The HTTP backend reads files from HTTP/HTTPS URLs. Capabilities: {READ, METADATA, LAZY_READ} only — write, delete, list, move, and copy operations are not supported.

Primary use cases: government open data portals, dataset registries, static file servers, CDN-hosted assets, package archives, public APIs serving files.

Usage

from remote_store import Store
from remote_store.backends import ReadOnlyHttpBackend

backend = ReadOnlyHttpBackend(
    base_url="https://data.example.com/datasets/",
    headers={"Authorization": "Bearer YOUR_API_KEY"},
)
store = Store(backend=backend)

content = store.read_bytes("population/2024.csv")
info = store.get_file_info("population/2024.csv")
print(f"Size: {info.size}, Modified: {info.modified_at}")

Via Registry

from remote_store import BackendConfig, RegistryConfig, Registry, StoreProfile

config = RegistryConfig(
    backends={
        "opendata": BackendConfig(
            type="http",
            options={
                "base_url": "https://data.example.com/datasets/",
                "timeout": 60,
                "headers": {"X-API-Key": "YOUR_KEY"},
            },
        ),
    },
    stores={"data": StoreProfile(backend="opendata")},
)

with Registry(config) as registry:
    store = registry.get_store("data")
    content = store.read_bytes("population/2024.csv")

Options

Parameter Type Default Description
base_url str (required) Root URL. Trailing / is appended if missing.
headers dict[str, str] None Custom headers sent with every request (API keys, auth tokens).
timeout float 30.0 Request timeout in seconds.
retry RetryPolicy None Retry policy for transient errors (429, 5xx).
http_client str None Force transport: "urllib", "requests", or "httpx". Auto-detected if None.
verify_ssl bool True Whether to verify TLS certificates.
max_redirects int 5 Maximum number of HTTP redirects to follow.

Capabilities

This is a read-only backend.
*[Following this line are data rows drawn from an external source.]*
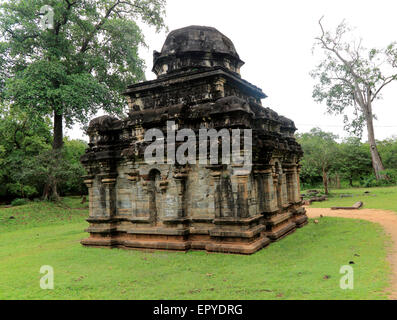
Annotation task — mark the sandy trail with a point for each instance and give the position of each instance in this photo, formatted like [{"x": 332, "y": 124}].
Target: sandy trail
[{"x": 387, "y": 219}]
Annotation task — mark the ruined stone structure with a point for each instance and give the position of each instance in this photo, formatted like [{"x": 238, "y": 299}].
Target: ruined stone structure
[{"x": 137, "y": 205}]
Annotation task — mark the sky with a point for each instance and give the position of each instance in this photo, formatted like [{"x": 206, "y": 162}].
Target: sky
[{"x": 275, "y": 39}]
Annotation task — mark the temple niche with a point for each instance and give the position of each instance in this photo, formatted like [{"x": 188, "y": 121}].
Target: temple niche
[{"x": 219, "y": 207}]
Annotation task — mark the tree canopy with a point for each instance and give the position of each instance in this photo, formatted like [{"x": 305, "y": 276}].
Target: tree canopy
[{"x": 353, "y": 77}]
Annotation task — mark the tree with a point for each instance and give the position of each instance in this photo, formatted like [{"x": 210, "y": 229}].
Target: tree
[
  {"x": 353, "y": 159},
  {"x": 21, "y": 140},
  {"x": 80, "y": 63},
  {"x": 351, "y": 76},
  {"x": 319, "y": 149}
]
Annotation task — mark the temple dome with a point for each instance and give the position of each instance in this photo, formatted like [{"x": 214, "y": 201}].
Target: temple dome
[{"x": 196, "y": 47}]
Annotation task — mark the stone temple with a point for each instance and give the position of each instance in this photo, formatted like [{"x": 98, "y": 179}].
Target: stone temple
[{"x": 171, "y": 206}]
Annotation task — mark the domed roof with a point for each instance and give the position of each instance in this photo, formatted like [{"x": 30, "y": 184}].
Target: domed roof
[{"x": 196, "y": 47}]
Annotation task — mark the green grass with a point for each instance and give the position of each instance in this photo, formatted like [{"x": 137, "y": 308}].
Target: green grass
[
  {"x": 293, "y": 268},
  {"x": 379, "y": 198}
]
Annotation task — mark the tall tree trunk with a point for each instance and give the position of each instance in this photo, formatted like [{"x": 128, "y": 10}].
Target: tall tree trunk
[
  {"x": 325, "y": 181},
  {"x": 376, "y": 160},
  {"x": 58, "y": 132}
]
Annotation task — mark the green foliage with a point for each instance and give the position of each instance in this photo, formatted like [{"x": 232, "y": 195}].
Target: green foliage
[
  {"x": 376, "y": 198},
  {"x": 353, "y": 159},
  {"x": 80, "y": 65},
  {"x": 348, "y": 161},
  {"x": 19, "y": 202},
  {"x": 388, "y": 151},
  {"x": 351, "y": 76},
  {"x": 27, "y": 161},
  {"x": 293, "y": 268},
  {"x": 319, "y": 154},
  {"x": 371, "y": 181}
]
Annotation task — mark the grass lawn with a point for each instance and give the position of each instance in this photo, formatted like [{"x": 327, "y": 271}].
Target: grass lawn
[
  {"x": 379, "y": 198},
  {"x": 304, "y": 265}
]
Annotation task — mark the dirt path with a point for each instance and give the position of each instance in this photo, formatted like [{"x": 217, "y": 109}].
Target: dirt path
[{"x": 387, "y": 219}]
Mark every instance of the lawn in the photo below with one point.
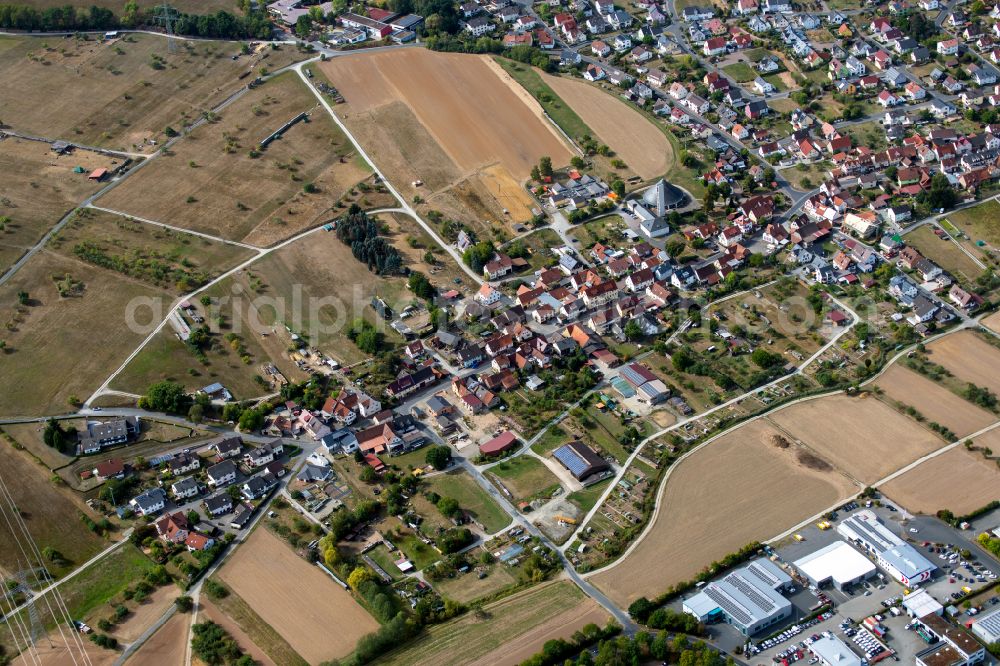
(586, 499)
(539, 244)
(980, 222)
(416, 551)
(471, 497)
(526, 477)
(740, 71)
(475, 635)
(103, 580)
(559, 111)
(945, 253)
(466, 588)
Only read-related capabilities are supported. See the capabilities matrix for full details.

HTTP Library

The backend auto-detects the best available HTTP library:

  1. httpx (if installed) — connection pooling, HTTP/2. Install: pip install "remote-store[httpx]"
  2. requests (if installed) — connection pooling, sessions. Install: pip install "remote-store[requests]"
  3. urllib (always available) — stdlib, zero dependencies.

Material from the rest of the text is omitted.